In the instant case the women were certainly not required to ride home with Rau, nor was Rau’s car being used at the time for the mere purpose of conveying the company’s employees. In Van Gee v. Korts, 252 N. Y. 241, 169 N. E. 370, it is stated in discussing the question here involved:

“In an English case under the workmen’s compensation act, Sankey, L. J., stated the rule as it exists in that country in order to bring the servant within the compensation act as *130follows: ‘Where the workman has not arrived at his employer’s premises, or has left them, he must show that he was under an obligation to his employer to be where he was at the time of the accident.’ Anderson v. Hickman & Co.
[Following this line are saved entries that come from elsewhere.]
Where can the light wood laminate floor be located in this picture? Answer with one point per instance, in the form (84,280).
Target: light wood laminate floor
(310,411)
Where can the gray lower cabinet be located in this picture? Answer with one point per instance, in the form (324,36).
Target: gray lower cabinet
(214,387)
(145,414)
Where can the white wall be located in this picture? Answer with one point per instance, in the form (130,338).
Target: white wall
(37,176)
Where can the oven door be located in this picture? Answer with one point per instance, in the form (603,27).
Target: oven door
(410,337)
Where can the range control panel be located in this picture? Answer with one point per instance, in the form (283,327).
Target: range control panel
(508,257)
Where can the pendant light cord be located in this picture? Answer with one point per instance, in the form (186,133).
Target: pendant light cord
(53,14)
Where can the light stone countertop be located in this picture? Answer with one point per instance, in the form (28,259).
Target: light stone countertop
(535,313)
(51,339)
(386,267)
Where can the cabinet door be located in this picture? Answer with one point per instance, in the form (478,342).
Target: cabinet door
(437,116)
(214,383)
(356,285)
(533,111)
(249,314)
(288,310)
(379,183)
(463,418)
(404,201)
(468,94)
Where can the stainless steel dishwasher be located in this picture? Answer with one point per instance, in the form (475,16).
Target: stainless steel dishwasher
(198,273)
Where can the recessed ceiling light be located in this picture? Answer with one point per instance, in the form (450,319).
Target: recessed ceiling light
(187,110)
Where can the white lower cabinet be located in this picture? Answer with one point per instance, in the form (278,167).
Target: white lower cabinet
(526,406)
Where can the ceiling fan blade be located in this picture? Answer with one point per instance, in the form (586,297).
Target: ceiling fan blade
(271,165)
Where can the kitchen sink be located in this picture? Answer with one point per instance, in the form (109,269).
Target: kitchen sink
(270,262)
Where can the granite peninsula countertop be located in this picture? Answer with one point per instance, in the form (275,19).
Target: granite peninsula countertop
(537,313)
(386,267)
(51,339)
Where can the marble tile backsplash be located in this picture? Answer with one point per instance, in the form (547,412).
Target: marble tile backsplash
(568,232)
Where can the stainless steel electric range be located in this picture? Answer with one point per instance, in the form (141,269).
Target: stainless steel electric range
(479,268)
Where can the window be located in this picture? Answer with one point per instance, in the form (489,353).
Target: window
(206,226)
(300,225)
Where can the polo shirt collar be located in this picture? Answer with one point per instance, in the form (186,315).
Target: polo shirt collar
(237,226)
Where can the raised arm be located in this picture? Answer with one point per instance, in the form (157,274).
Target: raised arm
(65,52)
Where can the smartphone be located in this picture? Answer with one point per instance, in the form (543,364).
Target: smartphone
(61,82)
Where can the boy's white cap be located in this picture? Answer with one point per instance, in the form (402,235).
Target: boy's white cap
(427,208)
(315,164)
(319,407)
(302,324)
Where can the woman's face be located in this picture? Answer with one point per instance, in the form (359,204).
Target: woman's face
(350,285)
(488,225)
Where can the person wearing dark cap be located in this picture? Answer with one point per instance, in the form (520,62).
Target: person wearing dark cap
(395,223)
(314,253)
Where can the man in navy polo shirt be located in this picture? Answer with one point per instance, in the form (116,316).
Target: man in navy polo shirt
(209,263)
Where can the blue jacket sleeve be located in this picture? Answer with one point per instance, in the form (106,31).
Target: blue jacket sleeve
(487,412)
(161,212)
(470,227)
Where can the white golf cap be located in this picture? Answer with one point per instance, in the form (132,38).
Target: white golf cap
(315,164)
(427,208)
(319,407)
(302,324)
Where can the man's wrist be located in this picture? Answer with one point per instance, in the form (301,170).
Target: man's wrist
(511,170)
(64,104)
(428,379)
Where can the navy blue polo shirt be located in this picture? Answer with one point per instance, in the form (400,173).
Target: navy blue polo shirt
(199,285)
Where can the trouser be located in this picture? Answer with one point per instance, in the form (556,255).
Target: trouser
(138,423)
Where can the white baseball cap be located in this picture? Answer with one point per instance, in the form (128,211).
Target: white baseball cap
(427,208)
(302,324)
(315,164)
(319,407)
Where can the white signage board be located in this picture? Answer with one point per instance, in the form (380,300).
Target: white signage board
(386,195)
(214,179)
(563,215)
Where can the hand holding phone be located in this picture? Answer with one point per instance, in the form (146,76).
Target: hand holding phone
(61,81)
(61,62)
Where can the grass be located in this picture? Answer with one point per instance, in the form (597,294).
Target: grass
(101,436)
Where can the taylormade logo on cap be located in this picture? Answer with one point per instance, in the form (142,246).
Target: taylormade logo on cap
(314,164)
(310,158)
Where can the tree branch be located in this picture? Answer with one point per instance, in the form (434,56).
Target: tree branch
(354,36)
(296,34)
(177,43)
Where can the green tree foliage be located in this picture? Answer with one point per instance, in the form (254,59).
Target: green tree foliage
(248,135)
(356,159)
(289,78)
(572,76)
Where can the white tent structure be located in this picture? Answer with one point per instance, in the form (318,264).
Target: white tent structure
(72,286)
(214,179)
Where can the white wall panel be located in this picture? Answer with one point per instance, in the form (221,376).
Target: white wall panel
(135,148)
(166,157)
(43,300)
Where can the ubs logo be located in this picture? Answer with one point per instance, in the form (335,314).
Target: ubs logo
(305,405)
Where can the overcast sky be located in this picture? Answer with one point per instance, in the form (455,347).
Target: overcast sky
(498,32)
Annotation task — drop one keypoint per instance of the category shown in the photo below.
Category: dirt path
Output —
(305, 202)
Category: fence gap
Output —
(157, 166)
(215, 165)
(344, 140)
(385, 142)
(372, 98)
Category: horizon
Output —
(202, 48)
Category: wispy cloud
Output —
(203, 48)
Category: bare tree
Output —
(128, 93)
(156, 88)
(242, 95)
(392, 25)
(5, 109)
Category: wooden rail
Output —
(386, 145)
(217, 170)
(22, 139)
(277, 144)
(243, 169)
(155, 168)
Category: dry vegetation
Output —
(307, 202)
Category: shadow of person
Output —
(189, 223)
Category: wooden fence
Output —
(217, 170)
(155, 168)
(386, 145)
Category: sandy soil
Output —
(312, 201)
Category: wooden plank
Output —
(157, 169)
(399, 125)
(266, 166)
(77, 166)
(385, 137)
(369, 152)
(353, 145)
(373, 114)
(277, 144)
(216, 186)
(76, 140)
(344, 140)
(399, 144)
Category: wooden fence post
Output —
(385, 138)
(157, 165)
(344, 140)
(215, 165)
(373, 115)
Ltd. 21 B. W. C. C. 369 (Oct. 1928); Donovan’s Case, 217 Mass. 76, 104 N. E. 431. When an employee, riding on his own time, chooses his own way of reaching his master’s place of business, and there is no obligation on the master to carry him, the trip is not an incident of the employment, even though the master gratuitously permits him to ride in a conveyance owned by him.”

In Kowalek v. New York C. R. Co. 229 N. Y. 489, 128 N. E. 888, it is stated:

“The employment .continues throughout the transportation in case the parties by their contract of hiring positively or inferentially so stipulate. If they do not so stipulate, the employee when he enters into the process of transportation is not under the hiring or control or in the employment of the employer and is not the employee.”

The instant case can be distinguished in its significant facts from any one of the cases awarding compensation to an employee injured while being transported or transporting other employees. Two cases most relied on by the respondents are Saba v. Pioneer Contracting Co. 103 Conn. 559, 131 Atl. 394, and Alberta Contracting Corp. v. Santomassimo, 107 N. J. L. 7, 150 Atl. 830, in both which the place of work was several miles from the residence of the employees and the employer’s place of business and all employees rode to and from the place of work by direction of the company’s foreman and with the company’s knowledge and consent.

We consider that it must be held that the women employees in the instant case are not within the reason of the rule of the cases adjudging liability, and if they are not Rau was not performing service for the Fruit Company “growing out of and incidental to his employment.” Were the women suing the company to recover the car fare paid by them on the occasions when Rau did not take them home, or were a *131person injured by negligence of Rau on the trip home suing the company to recover damages, it seems plain that recovery could not be had, yet both would follow if a contract existed, as contended by respondents, as, if the company owed the women the duty of transporting them home, it would be liable to them for breach of that duty and would be liable for the negligence of Rau as its agent in performing that duty. It cannot be inferred that either such result was contemplated by the parties.

By the Court. — The judgment of the circuit court is reversed, with directions to enter judgment vacating the award of the Industrial Commission.